Halwai September 26, 2021


• Channa dal – 2 cups
• Onions – 2 medium
• Green chillies – 4
• Garlic – 3 to 4 pods
• Ginger Garlic paste – 2 tbsp
• Tomato – 1 big
• Red Chilli powder – 1 tbsp
• Mint – a small bunch
• Coriander leaves – a small bunch
• Saunf (fennel seeds) – 3 tbsp
• cinnamon, Bay Leaves – a little
• salt to taste


  1. Soak channa dal for 8 to 10 hours and grind it coarsely.
  2. Add little salt, make small vadas and keep aside.
  3. Next, in a broad saucepan, add a little oil, then add the cardamom and bay leaves.
  4. Next add the garlic, which is cut lengthwise.
  5. Add the onions (cut lengthwise) and fry till it is brown and add the green chillies slit lengthwise.
  6. Now add ginger-garlic paste and fry till the raw smell goes.
  7. After this is done add the chopped tomatoes and red chilli powder, fry for 2 minutes.

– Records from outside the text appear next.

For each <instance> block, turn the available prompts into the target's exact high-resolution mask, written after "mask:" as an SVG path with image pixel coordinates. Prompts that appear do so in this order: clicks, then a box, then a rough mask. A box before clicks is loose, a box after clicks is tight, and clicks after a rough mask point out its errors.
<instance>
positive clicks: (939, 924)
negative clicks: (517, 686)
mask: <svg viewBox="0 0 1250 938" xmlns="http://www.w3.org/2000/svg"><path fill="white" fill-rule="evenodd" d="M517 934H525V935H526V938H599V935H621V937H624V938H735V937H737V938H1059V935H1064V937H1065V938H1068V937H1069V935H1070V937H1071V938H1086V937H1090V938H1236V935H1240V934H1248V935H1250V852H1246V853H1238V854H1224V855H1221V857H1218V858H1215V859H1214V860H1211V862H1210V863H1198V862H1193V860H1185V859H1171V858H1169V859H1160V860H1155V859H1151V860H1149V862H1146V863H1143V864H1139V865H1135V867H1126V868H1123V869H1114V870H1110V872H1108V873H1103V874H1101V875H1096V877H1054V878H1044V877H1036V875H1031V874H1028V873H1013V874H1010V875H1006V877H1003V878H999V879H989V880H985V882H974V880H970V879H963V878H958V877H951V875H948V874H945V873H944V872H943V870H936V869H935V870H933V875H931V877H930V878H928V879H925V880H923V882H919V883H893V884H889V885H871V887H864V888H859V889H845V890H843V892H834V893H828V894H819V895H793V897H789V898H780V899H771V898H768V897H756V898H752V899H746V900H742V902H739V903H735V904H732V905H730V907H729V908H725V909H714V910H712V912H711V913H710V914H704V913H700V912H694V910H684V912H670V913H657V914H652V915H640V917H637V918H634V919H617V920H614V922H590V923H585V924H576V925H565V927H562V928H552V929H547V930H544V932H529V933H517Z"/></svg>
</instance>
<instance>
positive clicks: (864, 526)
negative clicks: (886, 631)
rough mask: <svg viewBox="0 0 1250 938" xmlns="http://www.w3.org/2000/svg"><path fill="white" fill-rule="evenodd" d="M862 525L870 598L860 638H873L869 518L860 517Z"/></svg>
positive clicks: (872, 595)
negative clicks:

  8. Close the lid for a few minutes till the tomatoes are cooked.
  9. Now add 4 – 5 cups of water and let it boil.
  10. While the water starts boiling add the chopped mint leaves and coriander leaves.
  11. Take the vadas, smash roughly with your hand and add it to the boiling water.
  12. Finally add the fennel seeds, which should also be ground coarsely.
  13. Add salt and remove from fire.
  14. If the curry becomes very thick, add some more water. The curry should be neither too thick nor too watery.